From the FDA Drug Label
Osteonecrosis of the jaw (ONJ) has been reported in patients treated with bisphosphonates, including zoledronic acid. Most cases have been in cancer patients treated with intravenous bisphosphonates undergoing dental procedures. The risk of ONJ may increase with duration of exposure to bisphosphonates. Concomitant administration of drugs associated with ONJ may increase the risk of developing ONJ
The chance of osteonecrosis of the jaw in breast cancer patients treated with zoledronic acid is a potential risk, particularly in those undergoing dental procedures or with a history of concomitant risk factors such as cancer, chemotherapy, or radiotherapy 1.

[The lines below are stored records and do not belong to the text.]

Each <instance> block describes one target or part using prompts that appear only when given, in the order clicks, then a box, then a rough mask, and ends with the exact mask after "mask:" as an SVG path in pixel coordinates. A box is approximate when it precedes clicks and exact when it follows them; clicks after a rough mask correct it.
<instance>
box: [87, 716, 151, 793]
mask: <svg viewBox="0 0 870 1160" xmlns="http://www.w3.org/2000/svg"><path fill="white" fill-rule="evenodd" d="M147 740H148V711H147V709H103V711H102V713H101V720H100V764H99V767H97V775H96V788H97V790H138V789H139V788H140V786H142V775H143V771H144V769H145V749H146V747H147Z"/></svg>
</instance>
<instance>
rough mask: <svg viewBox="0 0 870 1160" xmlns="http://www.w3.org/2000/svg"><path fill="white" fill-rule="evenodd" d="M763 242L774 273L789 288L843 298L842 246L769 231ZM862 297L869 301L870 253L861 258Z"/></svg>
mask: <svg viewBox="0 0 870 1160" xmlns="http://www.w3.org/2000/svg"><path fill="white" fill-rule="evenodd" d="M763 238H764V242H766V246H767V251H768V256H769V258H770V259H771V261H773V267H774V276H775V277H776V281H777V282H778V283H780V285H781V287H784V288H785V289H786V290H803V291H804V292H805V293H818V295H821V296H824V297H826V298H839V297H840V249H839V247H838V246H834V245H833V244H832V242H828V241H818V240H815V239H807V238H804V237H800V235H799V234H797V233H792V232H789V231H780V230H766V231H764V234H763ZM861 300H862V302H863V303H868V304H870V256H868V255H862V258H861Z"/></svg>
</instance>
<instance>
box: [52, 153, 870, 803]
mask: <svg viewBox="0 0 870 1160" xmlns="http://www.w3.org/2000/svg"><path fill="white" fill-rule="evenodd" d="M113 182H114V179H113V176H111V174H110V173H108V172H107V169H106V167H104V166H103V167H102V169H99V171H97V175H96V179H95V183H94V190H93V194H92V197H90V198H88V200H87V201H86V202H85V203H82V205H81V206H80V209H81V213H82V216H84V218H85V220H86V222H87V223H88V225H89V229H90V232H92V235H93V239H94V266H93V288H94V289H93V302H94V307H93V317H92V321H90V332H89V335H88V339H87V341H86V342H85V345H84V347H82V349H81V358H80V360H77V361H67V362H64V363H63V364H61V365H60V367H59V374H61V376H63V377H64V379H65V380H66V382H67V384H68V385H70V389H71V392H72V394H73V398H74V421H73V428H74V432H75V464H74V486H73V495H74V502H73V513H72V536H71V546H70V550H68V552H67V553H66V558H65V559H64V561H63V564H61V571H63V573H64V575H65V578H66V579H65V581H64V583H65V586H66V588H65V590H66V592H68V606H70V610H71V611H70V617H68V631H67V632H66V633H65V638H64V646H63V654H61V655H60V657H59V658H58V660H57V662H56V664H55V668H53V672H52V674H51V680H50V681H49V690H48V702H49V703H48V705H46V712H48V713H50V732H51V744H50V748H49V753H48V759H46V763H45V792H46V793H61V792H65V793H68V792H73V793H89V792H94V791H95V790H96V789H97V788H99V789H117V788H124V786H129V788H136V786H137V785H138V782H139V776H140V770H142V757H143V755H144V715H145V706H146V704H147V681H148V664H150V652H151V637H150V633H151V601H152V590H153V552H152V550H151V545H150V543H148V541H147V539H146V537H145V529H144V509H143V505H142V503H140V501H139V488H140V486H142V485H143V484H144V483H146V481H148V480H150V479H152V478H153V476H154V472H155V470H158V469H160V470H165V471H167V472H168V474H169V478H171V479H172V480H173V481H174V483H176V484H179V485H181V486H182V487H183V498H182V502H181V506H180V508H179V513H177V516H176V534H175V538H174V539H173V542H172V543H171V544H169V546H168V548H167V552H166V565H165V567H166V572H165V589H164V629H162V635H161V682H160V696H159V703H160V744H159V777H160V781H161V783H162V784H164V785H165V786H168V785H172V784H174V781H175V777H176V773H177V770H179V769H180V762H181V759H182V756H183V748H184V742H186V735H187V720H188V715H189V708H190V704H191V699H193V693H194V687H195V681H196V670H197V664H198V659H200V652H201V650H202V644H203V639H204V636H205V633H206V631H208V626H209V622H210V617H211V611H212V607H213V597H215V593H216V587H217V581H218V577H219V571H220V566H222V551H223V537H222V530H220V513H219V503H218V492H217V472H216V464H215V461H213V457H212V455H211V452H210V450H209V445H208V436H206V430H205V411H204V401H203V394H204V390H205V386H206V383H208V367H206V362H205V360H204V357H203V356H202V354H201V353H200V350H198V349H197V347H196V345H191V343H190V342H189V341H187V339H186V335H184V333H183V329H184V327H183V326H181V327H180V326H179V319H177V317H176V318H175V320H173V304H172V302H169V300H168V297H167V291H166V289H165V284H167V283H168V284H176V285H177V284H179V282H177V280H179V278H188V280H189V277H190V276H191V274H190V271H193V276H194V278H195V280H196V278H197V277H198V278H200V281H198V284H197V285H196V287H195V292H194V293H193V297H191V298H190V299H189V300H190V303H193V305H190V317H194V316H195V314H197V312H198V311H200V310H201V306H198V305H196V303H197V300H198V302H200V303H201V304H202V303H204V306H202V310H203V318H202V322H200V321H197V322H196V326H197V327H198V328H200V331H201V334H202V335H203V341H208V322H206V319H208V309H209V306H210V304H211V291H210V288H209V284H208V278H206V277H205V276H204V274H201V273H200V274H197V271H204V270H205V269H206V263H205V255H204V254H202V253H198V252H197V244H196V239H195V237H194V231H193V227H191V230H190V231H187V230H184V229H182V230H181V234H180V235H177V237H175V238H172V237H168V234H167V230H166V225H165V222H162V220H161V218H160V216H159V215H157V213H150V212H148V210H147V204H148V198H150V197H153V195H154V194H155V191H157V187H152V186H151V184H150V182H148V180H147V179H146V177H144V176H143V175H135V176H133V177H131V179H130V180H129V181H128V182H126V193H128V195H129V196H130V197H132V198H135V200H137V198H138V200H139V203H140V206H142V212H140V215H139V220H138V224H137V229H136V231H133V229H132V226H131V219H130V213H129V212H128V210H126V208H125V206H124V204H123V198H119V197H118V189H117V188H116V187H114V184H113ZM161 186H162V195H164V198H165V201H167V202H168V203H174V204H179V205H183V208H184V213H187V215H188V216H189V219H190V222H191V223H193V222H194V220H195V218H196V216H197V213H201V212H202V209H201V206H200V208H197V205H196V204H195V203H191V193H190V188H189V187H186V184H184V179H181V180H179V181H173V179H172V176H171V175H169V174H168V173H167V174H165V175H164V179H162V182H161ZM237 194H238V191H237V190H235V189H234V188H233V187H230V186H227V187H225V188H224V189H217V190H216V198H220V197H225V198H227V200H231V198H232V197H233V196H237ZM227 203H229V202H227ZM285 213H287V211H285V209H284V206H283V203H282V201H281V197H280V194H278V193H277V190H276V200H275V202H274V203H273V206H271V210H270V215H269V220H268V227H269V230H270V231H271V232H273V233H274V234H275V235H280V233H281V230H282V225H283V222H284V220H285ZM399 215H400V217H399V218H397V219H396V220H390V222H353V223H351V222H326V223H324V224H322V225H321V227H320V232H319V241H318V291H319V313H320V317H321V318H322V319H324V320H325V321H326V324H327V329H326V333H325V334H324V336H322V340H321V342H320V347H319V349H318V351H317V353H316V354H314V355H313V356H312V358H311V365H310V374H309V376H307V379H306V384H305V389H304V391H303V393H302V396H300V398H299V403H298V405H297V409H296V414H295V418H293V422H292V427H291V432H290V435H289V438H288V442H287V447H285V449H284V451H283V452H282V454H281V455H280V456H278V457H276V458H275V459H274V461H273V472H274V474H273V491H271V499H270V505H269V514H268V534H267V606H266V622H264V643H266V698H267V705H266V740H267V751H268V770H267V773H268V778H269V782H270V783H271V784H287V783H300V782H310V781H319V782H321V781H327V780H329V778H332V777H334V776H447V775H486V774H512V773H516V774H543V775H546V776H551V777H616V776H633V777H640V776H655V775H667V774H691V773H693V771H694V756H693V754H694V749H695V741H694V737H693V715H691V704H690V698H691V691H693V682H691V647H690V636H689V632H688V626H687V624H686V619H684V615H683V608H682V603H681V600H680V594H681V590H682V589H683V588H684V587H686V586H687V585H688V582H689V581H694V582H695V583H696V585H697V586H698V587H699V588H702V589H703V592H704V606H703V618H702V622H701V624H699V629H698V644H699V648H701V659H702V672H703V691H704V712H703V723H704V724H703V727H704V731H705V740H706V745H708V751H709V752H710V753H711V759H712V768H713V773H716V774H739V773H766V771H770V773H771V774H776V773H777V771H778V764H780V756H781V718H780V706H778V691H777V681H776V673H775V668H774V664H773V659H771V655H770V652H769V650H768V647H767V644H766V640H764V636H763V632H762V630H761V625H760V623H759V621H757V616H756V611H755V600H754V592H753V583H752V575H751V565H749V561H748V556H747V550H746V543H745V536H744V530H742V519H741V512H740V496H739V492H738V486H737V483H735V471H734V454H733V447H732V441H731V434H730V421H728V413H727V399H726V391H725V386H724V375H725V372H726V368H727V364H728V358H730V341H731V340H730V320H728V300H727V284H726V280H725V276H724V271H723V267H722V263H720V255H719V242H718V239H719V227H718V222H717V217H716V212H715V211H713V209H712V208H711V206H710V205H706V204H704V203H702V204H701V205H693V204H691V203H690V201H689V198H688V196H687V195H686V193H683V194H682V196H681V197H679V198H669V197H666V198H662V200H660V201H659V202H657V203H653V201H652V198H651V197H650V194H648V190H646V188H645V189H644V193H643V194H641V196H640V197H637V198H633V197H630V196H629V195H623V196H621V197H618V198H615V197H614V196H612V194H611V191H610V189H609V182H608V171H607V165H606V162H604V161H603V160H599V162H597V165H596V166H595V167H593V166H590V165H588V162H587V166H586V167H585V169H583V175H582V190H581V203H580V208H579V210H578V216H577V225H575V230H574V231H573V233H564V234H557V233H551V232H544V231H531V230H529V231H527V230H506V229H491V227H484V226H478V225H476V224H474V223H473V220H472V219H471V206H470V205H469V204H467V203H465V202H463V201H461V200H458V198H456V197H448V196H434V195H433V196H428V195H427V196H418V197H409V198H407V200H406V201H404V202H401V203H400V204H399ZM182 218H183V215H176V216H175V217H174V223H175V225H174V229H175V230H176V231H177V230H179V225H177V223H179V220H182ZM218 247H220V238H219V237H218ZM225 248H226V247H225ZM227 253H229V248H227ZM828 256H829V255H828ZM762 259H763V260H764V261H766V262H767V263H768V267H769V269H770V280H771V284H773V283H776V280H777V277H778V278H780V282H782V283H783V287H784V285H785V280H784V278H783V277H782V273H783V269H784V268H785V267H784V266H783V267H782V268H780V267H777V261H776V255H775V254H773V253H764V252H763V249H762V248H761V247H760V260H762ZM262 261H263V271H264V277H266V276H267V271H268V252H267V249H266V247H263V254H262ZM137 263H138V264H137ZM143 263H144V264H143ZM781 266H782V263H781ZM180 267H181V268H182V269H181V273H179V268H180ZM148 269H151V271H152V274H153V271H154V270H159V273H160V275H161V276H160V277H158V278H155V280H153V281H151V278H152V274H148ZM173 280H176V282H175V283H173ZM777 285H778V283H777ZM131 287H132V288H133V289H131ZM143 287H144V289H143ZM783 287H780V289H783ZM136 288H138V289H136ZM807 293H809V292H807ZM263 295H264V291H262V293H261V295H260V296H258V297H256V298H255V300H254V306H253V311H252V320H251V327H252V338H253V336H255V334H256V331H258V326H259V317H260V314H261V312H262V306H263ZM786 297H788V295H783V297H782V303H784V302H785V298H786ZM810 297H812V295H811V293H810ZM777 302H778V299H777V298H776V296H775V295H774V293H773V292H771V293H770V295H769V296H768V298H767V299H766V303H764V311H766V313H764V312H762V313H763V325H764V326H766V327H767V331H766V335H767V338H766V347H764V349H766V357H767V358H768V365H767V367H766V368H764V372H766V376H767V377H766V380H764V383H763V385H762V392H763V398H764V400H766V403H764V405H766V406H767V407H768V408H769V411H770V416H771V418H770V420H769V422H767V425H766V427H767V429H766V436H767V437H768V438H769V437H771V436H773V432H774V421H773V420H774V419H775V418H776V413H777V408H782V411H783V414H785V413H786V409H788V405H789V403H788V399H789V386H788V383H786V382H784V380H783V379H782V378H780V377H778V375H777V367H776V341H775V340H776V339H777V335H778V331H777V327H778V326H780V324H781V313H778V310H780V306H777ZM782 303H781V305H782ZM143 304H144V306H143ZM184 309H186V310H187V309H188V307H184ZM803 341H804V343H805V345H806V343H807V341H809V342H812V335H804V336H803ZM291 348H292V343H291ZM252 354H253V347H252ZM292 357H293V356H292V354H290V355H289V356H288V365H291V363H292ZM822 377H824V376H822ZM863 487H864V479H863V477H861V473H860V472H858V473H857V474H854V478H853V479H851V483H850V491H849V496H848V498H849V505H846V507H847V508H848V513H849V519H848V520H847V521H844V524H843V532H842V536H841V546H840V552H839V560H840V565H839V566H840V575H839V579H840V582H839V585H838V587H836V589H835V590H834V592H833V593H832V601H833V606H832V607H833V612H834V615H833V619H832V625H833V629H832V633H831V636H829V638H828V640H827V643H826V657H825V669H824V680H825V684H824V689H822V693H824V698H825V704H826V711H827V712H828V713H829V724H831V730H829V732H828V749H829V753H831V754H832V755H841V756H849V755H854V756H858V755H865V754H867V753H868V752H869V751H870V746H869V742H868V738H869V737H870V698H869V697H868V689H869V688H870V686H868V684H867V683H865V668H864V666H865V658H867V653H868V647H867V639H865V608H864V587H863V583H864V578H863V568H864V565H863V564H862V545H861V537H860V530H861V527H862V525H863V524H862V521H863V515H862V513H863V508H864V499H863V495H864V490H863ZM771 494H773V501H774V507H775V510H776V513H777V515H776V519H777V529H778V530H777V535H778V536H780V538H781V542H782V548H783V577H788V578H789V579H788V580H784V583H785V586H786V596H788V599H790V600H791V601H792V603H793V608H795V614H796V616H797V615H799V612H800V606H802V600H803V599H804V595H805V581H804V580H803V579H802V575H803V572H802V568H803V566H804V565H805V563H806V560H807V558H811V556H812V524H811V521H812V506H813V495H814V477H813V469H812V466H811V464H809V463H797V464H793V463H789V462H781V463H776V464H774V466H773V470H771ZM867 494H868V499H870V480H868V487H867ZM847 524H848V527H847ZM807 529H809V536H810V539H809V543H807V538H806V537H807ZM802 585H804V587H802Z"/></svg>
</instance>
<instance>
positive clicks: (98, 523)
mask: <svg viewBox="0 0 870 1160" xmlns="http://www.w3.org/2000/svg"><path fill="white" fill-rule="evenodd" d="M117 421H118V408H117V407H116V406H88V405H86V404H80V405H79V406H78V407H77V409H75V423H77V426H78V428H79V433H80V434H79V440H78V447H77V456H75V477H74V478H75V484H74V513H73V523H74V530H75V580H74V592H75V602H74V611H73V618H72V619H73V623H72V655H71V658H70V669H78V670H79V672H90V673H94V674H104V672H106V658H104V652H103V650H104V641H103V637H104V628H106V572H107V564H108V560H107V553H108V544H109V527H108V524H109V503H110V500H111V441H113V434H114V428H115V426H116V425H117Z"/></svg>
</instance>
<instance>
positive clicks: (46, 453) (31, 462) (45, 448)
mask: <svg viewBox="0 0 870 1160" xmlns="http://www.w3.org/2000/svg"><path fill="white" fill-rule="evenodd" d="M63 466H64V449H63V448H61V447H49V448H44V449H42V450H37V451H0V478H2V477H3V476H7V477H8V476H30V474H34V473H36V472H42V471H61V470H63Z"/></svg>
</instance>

- Key risk factors for ONJ include:
- Cancer
- Chemotherapy
- Angiogenesis inhibitors
- Radiotherapy
- Corticosteroids
- Poor oral hygiene
- Pre-existing dental disease or infection
- Anemia
- Coagulopathy It is essential to perform a routine oral examination before initiating bisphosphonate treatment and to consider dental examination with preventive dentistry in patients with a history of concomitant risk factors.
From the Research
The risk of osteonecrosis of the jaw (ONJ) in breast cancer patients is approximately 2.8% at 3 years, primarily associated with bone-modifying agents such as zoledronic acid. The most recent and highest quality study, 2, found that the cumulative incidence of ONJ at 3 years was 2.8% in patients receiving zoledronic acid for bone metastases. Key risk factors for ONJ include:
- Cancer type, with myeloma having the highest risk
- Oral health, with fewer total number of teeth and presence of dentures increasing the risk
- Frequency of dosing, with planned zoledronic acid dosing intervals of less than 5 weeks being more likely to experience ONJ
- Current smoking, which doubles the risk of ONJ To minimize ONJ risk, patients should:
- Complete necessary dental procedures before starting these medications
- Maintain excellent oral hygiene
- Have regular dental check-ups
- Avoid invasive dental procedures while on treatment if possible
- Inform their dentist about their medication regimen
- Consider smoking cessation and limiting alcohol consumption to reduce risk. The development of ONJ is attributed to the inhibition of bone remodeling and angiogenesis by these medications, leading to compromised healing of the jawbone after trauma or infection, particularly in an environment constantly exposed to oral bacteria, as supported by 3, 4, 5, and 6.